The second episode revolves around the break in Holt and Kevin’s marriage, and Jake’s need to get his two dads back together. The squad all accepts a long-standing invite to Holt’s lake house, Jake secretly tricks Kevin into showing up, and he spends the trip trying to get them to fall back in love with each other.
It’s a more conventionally funny episode of the show, but I do like this initial look into how Holt was impacted by 2020. Again, considering Holt is a gay black man who has fought for decades to carve a place for himself in the NYPD and change it from the inside, I can only imagine how BLM has impacted him.
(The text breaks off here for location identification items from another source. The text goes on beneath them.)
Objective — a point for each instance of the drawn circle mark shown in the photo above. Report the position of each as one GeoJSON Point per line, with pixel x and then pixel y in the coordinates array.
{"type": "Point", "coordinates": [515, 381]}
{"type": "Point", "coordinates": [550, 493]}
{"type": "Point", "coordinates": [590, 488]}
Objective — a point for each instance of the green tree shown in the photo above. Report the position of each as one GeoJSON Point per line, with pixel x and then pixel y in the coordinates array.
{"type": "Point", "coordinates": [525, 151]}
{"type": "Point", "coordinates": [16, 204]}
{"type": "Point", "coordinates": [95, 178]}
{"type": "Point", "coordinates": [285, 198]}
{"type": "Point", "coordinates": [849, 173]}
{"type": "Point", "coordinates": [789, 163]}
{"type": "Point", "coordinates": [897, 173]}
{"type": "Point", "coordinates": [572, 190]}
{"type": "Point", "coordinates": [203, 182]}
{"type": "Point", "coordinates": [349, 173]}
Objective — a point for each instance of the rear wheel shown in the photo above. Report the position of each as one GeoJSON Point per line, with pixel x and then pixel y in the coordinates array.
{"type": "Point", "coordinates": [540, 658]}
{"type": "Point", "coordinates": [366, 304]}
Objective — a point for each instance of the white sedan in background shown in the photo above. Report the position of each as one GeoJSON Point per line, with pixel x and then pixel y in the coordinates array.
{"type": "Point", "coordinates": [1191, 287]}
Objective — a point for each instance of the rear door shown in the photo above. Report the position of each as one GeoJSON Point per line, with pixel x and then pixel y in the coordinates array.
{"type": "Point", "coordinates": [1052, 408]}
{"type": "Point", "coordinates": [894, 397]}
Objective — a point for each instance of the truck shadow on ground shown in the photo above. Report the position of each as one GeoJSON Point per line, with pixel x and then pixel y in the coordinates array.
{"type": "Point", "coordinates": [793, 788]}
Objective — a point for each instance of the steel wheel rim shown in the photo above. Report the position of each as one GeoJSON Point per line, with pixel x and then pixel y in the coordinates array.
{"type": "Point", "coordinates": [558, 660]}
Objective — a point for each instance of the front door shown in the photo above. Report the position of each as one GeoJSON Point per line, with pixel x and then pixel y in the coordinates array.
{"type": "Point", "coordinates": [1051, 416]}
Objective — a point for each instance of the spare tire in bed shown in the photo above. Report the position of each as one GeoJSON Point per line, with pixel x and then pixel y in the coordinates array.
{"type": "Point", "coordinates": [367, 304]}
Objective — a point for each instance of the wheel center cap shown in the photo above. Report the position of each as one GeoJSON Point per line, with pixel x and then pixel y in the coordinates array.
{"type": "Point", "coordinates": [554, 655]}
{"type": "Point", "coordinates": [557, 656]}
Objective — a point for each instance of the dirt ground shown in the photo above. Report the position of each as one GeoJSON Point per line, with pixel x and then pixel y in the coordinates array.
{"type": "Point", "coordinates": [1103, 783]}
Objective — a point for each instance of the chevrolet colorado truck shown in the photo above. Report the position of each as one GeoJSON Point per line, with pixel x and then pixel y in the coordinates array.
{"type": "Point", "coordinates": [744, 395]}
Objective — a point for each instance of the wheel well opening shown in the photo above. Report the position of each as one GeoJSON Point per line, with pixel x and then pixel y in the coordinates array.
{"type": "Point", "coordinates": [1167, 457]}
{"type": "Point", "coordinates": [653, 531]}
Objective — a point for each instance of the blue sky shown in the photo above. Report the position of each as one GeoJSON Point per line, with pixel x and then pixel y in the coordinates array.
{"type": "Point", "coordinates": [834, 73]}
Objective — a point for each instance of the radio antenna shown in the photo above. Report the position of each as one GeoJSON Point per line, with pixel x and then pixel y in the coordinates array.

These are the kinds of stresses that do dissolve relationships and cause a person to revert to basic survival instincts.
Holt and Kevin reconciled enough to enter couples counseling, which is a nice compromise between the misery of them staying apart and the easy sentimental path where they just get back together. No one should ever look to Brooklyn Nine-Nine to be a realistic show that tackles subjects like these in depth, but they can at least go this far to treat their characters and these issues with respect. And sometimes they do surprise you with just how authentic and real they can be. Kevin and Holt’s relationship was a fantastic example of when they surprise you like that.
Thankfully, these episodes didn’t lose themselves in serious issues. It was still classic fun B99. Amy using Terry’s sex books to rekindle her relationship with Holt was peak Amy Santiago. Jakes’ disguise at the police union was fantastic. Rosa being high on edibles during the lake house trip was a never-ending gift, as was Terry loving hedges but hating ledges.
But I never doubted Brooklyn Nine-Nine being funny. That is almost always a given. I did worry that they would pull a Terry and hedge their bets about their portrayal of police post-2020.
There is still plenty of time for them to do so, of course, but this was a good start. Having one of your two or three most popular characters quit in the first scene is one hell of a way to make a statement, and I hope they follow through the entire season. I know I should not expect my dream scenario, where each member of the Nine-Nine finds a reason to leave throughout the season and they all go find better jobs somewhere where they do not contribute to a harmful legacy of fascist, racist abuse, but I can at least reasonably expect them to deal with its portrayal of police.
That is a good start. I hate that I’m holding a comedy show to this standard, but at the same time, go figure that a comedy show has already done a better job than the dozen police dramas out there.
Line of the Week: Amy responding to Boyle calling himself a natural mother by calling him “a natural motherf*cker.”